Bij de stichting telde de VTB 1117 leden, een cijfer dat reeds eind 1922 was opgelopen tot 5520; in het eerste jaar werden er 58 afdelingen opgericht. Op 15 maart 1922 verscheen de eerste editie van het bondsblad onder de titel De Toerist (van 1926 tot 1947 Toerisme). De VTB ontwikkelde snel een brede waaier van activiteiten: landdagen, congressen, binnen- en buitenlandse groepsreizen, publicatie van Nederlandstalige kaarten, toeristische publicaties (onder meer de VTB-gidsen vanaf 1925), oprichting van diverse commissies (bijvoorbeeld in 1925 voor de bescherming van monumenten, natuurschoon en volkskunde en bijvoorbeeld in 1926 voor de verbetering van het wegennet), oprichting van de eerste Vereniging voor Vreemdelingenverkeer (1924), opstarten van een toeristische boekhandel (1929), organisatie van privé-reizen (vanaf 1930), uitbouw van wandelpaden (vanaf 1935) en dergelijke meer. Vanuit de VTB zagen ook nieuwe organisaties het levenslicht zoals de Vlaamsche Vereeniging voor Watertoerisme (1932) en het tijdschrift De Badgast (1933-1936). Daarbuiten gaf de VTB heel wat financiële en morele steun aan de brede V.B.: de IJzerbedevaarten, het Komitee voor de Taalgrensaktie, het Vlaams Nationaal Zangfeest, het Vlaamsch Verbond voor Brussel enzovoort.
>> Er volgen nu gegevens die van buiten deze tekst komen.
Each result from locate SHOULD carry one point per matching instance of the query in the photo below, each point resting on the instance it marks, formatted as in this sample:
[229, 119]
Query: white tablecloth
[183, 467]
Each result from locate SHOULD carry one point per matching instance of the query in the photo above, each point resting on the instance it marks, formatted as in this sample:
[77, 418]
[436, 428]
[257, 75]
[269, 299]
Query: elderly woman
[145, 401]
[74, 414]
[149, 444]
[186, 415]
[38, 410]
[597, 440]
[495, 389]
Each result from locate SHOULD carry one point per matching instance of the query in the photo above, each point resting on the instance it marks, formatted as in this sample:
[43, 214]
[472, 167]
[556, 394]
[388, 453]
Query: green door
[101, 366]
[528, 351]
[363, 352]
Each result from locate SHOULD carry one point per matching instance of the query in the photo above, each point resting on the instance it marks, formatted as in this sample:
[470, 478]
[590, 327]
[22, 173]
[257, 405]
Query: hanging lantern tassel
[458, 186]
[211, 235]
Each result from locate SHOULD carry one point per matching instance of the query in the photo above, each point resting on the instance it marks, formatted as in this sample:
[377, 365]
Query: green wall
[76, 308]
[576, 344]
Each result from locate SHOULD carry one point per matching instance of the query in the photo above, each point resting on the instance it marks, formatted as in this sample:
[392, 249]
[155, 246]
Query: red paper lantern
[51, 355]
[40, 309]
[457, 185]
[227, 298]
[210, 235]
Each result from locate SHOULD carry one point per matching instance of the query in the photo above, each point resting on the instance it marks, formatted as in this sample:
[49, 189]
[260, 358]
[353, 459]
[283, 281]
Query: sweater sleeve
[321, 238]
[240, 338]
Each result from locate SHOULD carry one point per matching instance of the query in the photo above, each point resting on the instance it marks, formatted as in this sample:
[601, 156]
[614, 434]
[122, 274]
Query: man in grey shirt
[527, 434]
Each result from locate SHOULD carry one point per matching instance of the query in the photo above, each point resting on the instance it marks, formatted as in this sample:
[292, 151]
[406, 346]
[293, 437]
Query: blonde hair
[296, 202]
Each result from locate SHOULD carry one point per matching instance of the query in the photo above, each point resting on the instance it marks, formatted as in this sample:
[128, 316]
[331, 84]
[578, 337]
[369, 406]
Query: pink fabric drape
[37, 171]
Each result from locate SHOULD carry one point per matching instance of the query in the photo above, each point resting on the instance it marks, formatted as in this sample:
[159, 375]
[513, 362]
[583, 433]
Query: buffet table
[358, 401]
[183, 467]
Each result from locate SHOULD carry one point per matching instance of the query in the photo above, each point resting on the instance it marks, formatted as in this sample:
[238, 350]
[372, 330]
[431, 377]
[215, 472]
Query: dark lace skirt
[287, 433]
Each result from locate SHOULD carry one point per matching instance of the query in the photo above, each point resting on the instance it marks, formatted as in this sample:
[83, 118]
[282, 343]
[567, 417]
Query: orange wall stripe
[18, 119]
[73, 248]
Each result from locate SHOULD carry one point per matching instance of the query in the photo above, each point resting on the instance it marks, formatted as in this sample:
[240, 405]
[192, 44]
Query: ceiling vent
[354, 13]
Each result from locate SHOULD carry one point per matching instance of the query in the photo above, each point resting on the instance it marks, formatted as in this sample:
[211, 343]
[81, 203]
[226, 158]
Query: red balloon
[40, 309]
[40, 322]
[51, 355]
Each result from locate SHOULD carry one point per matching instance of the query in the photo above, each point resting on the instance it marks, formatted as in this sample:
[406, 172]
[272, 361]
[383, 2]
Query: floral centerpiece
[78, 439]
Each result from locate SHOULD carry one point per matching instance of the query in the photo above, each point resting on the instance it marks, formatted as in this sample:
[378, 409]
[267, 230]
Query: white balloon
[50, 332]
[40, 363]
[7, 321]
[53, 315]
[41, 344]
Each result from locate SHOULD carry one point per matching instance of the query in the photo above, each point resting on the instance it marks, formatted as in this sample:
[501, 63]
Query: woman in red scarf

Partijpolitiek bleef de vereniging ongebonden. In 1923 werd Berten Pil VTB-voorzitter, wat hij zou blijven tot 1928 toen hij werd opgevolgd door Leurs (1928-1948). Inmiddels bleef het aantal VTB-leden steil de hoogte ingaan: in 1930 werd het 100.000ste lid ingeschreven. De leiding van het bondsblad ging in 1926 over naar Jozef van Overstraeten die in 1929 officieel hoofdredacteur werd. In 1931 werd hij tevens algemeen secretaris en in 1933 afgevaardigd beheerder. De feitelijke leiding van de vereniging kwam grotendeels in zijn handen te liggen.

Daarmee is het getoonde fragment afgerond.